Are E-cigarettes Safer?

Glantz points out that those who exclusively used conventional cigarettes appeared to have a much higher risk for lung illnesses than those using e-cigarettes alone, but more extensive research is needed to better understand this. “It may be if we do this study 5 or 10 years from now, the risks will be more comparable,” he says. “The cigarette users may have had a longer exposure. We don’t know from this analysis.” The significantly higher risk for lung disease among dual users indicates that e-cigarettes may pose their own unique hazards. Compared with cigarettes, these products feature much higher levels of propylene glycol and vegetable glycerin, which may increase lung and airway irritation after concentrated exposure, according to the American Cancer Society. They also may contain flavoring chemicals, formaldehyde, volatile organic compounds, and ultra-fine particles that have been linked to damaging health outcomes. Although Glantz sees a possibility that vaping may be exposing people to lower levels of toxicity, he doubts that they may be less harmful overall based on other research, such as findings presented this year at the American Heart Association Scientific Sessions, suggesting that vaping may pose heart health risks that are equal to or greater than those linked to conventional cigarettes. A recent wave of severe respiratory illnesses and deaths connected to vaping have raised concerns even further. Folan warns that there are so many different types of e-cigarettes and e-liquids (approximately 500, with thousands of different flavors) that it makes it difficult to research and understand their true impact on users. “Plus, with e-cigarette users, it is difficult to quantify how much nicotine and other chemicals they are ingesting, because of the way they inhale the product,” she says. “Many e-cigarette users draw on the products continuously, in contrast to cigarette smokers, who generally smoke a finite number at intervals during the day.”

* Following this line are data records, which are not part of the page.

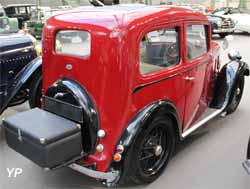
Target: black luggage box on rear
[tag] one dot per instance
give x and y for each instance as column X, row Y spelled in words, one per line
column 43, row 137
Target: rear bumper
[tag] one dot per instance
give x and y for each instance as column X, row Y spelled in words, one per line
column 246, row 166
column 223, row 30
column 107, row 176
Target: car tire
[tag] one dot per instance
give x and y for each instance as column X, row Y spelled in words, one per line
column 236, row 95
column 156, row 141
column 35, row 92
column 223, row 35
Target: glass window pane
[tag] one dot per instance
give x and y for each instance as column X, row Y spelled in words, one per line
column 196, row 41
column 159, row 50
column 73, row 42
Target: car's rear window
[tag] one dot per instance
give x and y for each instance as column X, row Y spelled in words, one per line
column 73, row 42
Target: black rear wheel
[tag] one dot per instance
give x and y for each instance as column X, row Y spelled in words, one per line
column 235, row 98
column 150, row 153
column 35, row 93
column 223, row 35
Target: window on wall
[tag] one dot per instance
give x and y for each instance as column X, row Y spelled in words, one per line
column 159, row 50
column 196, row 41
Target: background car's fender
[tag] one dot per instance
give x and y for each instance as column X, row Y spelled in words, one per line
column 21, row 79
column 225, row 82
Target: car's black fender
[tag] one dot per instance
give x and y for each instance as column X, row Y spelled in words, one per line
column 20, row 80
column 68, row 98
column 225, row 82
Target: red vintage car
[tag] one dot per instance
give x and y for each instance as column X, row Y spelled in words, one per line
column 116, row 101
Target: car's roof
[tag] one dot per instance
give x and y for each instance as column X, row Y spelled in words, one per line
column 122, row 15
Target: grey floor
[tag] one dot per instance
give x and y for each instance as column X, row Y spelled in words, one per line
column 209, row 159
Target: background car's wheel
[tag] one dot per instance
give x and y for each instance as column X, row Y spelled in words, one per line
column 35, row 93
column 235, row 98
column 149, row 155
column 223, row 35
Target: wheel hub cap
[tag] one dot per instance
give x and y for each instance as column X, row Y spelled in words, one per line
column 158, row 150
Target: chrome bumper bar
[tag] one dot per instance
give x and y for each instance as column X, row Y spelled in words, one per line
column 223, row 30
column 108, row 176
column 246, row 166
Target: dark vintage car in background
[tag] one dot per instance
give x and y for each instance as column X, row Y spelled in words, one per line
column 20, row 11
column 116, row 114
column 220, row 25
column 7, row 24
column 20, row 68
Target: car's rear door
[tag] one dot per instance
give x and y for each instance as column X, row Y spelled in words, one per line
column 160, row 67
column 197, row 63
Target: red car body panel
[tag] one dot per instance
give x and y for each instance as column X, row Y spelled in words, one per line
column 111, row 74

Casting Doubt on E-cigarettes as a Way to Quit Smoking

Originally, many healthcare providers considered vaping as a possible way for people to stop smoking. Increasingly, however, cessation programs have been turning away from this approach, as evidence mounts demonstrating that e-cigarettes may not only be damaging but also more addictive than conventional cigarettes. “While e-cigarettes have been promoted as a way to quit smoking, in reality they make it harder to quit, so you wind up a dual user with an increased risk of lung disease compared with if you just kept smoking,” says Glantz.